FIELD: petrochemical industry; other industries; method of production of the alkylate by the sulfuric-acid alkylation in the multiphase reactor.

SUBSTANCE: the invention is pertaining to the method of production of the alkylate by the sulfuric-acid alkylation in the multiphase reactor, in which the hydraulic mode is provided, which forms the pulsations for attaining the best commixing and the combined interphase mass-transfer and the heat-transfer. The method provides for feeding of the hydrocarbon component consisting of the olefin, the olefin predecessor or their mixture and isoalkane at least partially in the gaseous state into the reactor with the down flow in the presence of the liquid sulfuric acid, and with the internal static system of mixing. The liquid sulfuric acid is fed with constant speed, and the speed of feeding of the olefin, the olefin predecessor or their mixture is increasing until the pressure fall sufficient for formation of the pulsating flow. The internal static system of mixing contains the head including the structure for contacting, which has the free space exceeding 50 % of the volume. The system of the heads may consist of the materials, which are either inert, or catalytically active by their nature.

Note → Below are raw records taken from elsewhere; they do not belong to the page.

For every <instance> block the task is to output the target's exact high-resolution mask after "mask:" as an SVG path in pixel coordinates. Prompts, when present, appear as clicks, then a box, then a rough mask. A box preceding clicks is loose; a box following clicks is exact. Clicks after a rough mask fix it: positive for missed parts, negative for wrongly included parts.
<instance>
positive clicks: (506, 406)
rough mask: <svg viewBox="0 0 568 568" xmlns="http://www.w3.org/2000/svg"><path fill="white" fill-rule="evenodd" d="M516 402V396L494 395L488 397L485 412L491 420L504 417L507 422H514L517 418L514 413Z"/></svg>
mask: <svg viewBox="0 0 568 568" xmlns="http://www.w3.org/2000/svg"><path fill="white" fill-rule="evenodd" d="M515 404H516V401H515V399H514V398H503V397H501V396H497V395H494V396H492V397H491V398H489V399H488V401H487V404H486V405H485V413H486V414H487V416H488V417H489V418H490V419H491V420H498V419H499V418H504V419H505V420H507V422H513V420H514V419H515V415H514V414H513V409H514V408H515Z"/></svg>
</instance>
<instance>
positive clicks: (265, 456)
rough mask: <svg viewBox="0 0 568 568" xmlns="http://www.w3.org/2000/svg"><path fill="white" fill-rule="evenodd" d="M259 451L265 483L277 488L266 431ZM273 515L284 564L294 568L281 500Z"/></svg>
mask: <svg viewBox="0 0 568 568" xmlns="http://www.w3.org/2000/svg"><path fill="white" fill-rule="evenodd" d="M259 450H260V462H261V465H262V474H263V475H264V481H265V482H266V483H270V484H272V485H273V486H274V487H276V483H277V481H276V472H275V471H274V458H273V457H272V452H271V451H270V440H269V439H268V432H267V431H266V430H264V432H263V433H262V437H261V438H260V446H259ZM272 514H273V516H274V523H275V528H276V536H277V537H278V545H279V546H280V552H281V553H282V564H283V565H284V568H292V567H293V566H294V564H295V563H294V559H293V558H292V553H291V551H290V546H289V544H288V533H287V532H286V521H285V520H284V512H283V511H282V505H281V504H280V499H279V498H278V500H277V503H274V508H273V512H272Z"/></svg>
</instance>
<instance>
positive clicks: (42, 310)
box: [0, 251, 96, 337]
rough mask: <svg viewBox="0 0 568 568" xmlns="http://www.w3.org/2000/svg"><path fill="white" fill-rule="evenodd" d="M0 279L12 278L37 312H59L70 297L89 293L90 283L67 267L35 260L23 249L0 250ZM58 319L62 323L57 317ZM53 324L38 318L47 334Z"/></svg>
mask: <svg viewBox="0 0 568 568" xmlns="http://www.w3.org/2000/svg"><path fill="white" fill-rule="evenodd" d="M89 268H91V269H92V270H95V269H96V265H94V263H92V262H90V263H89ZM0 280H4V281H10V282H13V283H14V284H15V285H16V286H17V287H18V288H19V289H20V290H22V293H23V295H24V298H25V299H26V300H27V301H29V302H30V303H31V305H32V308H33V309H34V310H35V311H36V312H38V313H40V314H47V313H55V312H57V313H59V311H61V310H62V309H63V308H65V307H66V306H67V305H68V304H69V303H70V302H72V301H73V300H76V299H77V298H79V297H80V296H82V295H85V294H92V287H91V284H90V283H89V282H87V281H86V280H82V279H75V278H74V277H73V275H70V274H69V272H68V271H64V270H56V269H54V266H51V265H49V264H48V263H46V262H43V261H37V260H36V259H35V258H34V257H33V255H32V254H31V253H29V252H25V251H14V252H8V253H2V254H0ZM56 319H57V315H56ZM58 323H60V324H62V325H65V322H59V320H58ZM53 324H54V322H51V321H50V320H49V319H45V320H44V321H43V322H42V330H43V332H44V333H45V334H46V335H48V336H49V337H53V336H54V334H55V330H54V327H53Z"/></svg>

EFFECT: the invention ensures production of the alkylate by the sulfuric-acid alkylation in the multiphase reactor providing formation of the pulsations for attaining the best commixing and the corresponding interphase mass-transfer and the heat-transfer.

10 cl, 4 dwg, 8 ex

Reactor // 2246345

FIELD: chemical industry, catalytic processes.

SUBSTANCE: the invention presents a reactor for catalytic processes and is dealt with the field of chemical industry and may be used for catalytic processes. The reactor contains: a body; units of input and output for a reaction mixture and products of reactions; units of loading and unloading of a catalyst; a catalyst layer with the groups of the parallel hollow gas-permeable chambers located on it in height in one or several horizontal planes and each of the chambers has a perforated gas-distributing pipe with impenetrable butt connected to the group collector and used for input of additional amount of the reaction mixture. Each of perforated gas-permeable chambers is supplied with the second gas-distributing pipe with impenetrable butt. At that the impenetrable butts of the pipes are located on the opposite sides. The given engineering solution provides uniformity and entirety of agitation of the reaction mixtures.

EFFECT: the invention provides uniformity and entirety of agitation of the reaction mixtures.